First, let's denote the potential energy of the water at the surface of the tank as PE₁, and the potential energy of the water at the hole as PE₂. Since both points are at the same height, the change in potential energy is zero: PE₁ - PE₂ = 0.
The potential energy of an object is given by the formula PE = m * g * h, where m is the mass of the object, g is the acceleration due to gravity, and h is the height.
Since the water jet is horizontal, it means there is no change in height (h = 0). Therefore, the potential energy at the hole becomes PE₂ = m * g * 0 = 0.
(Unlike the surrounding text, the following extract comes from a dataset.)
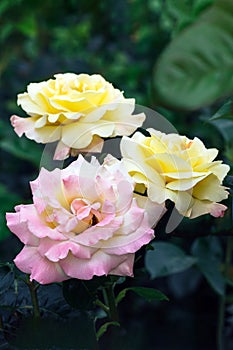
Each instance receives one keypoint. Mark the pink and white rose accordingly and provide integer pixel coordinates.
(76, 110)
(85, 220)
Now, let's consider the kinetic energy of the water at the hole. The kinetic energy of an object is given by the formula KE = (1/2) * m * v², where v is the speed of the object.
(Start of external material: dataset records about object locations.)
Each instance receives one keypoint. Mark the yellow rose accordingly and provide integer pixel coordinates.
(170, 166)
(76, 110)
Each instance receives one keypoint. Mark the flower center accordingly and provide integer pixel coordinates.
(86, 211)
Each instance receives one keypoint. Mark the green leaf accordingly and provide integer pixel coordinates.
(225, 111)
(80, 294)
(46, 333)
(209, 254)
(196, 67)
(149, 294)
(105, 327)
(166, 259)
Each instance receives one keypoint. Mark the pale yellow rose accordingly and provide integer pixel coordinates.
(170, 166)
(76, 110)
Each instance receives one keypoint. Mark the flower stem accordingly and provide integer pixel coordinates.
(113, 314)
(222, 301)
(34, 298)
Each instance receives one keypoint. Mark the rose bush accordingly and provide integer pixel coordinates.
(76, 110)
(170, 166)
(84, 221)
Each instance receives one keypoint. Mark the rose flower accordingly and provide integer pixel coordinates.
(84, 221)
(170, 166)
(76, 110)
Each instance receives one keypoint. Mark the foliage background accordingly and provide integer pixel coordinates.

Since the water is leaving the tank, there is no external force doing work on it, meaning there is no energy change. As a result, the kinetic energy at the surface of the tank is equal to the kinetic energy at the hole: KE₁ = KE₂.
Substituting the equation for kinetic energy, we get:
(1/2) * m₁ * v₁² = (1/2) * m₂ * v₂²,
where m₁ and m₂ are the masses of the water at the surface of the tank and at the hole, respectively, and v₁ and v₂ are their respective speeds.
Since the water is incompressible and the density of water is constant, we can assume that m₁ = m₂ = m (mass of water).
After canceling out the common factors and rearranging the equation, we find:
v₂ = sqrt(v₁² + 2 * g * h),
where v₂ is the speed of the water coming out of the hole, v₁ is the speed of the water at the surface, g is the acceleration due to gravity, and h is the depth of the water surface below the hole.
Given that y = 1.19 m (depth of the water surface) and x = 0.544 m (horizontal distance from the hole), we can use Pythagoras theorem to find h:
h = sqrt(y² - x²) = sqrt(1.19² - 0.544²) = sqrt(1.4161 - 0.2969) = sqrt(1.1192) = 1.057 m.
Now, we can substitute the values into the equation to find v₂:
v₂ = sqrt(v₁² + 2 * g * h) = sqrt(0 + 2 * 9.8 * 1.057) = sqrt(20.5928) = 4.54 m/s.
Therefore, the speed of the water coming out of the hole is approximately 4.54 m/s.